Brucia il Vesuvio. Brucia, ancora, la Montagna, come la chiamano i vesuviani, con affetto. E muore un territorio, tra i più belli che esistono al mondo. Dall’imbrunire di ieri all’alba di oggi (ma prima, già da alcuni giorni, il vulcano risultava assediato dalle fiamme e dai loro veleni), tre, quattro, cinque colonne di fumo si alzano e si fondono, diventando una un’unica grossa, estesa, brutta, zozza nuvola. Acre. Che infetta i polmoni e arde in gola.




Brucia da diversi giorni. Prima ha bruciato tra Torre del Greco e Ercolano, poi a Nord, sul versante di Somma – Ottaviano. Vanno in fumo ettari di sottobosco; centinaia di pini; muoiono animali; altri non trovano più il loro habitat naturale. E muore la gente vesuviana. Affogata tra il fumo degli alberi carbonizzati e avvelenata dalla monnezza delle discariche (passate e recenti, note o nascoste) sepolte sotto qualche metro di terra. L’Ente Parco fa quello che può. Ma più spesso non può, per sofferenza di organici, di mezzi e di fondi.

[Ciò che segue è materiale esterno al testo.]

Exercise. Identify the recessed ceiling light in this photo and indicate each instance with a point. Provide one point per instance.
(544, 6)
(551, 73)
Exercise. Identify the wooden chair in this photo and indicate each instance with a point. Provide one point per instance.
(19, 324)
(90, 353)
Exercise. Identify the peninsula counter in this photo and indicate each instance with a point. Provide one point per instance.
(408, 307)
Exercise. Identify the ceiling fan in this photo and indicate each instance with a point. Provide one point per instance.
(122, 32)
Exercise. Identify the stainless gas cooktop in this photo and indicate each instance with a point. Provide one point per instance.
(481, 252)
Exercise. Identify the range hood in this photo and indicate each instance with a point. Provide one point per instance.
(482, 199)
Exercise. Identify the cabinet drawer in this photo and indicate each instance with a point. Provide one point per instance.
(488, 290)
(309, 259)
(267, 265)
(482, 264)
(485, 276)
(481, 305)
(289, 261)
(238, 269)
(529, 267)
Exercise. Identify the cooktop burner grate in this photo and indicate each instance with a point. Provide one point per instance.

Ogni anno è la stessa storia. Di questi tempi ci sono gli imbecilli, i malati, i criminali che si esercitano a fare danno al territorio. E alla gente che ci vive. Chi sono? Come si muovono? Dove trovano complicità e connivenze. Sono soltanto “malati per il fuoco”, gente la cui salute mentale è in precarie condizioni e dunque esprime malessere e follia in tale maniera, oppure si tratta di criminali? Delinquenti della specie peggiore? Quelli che stanno al servizio di chi vuole smaltire a costo basso “pezze” e materiali provenienti da scarti di lavorazione, senza passare per centri e siti autorizzati?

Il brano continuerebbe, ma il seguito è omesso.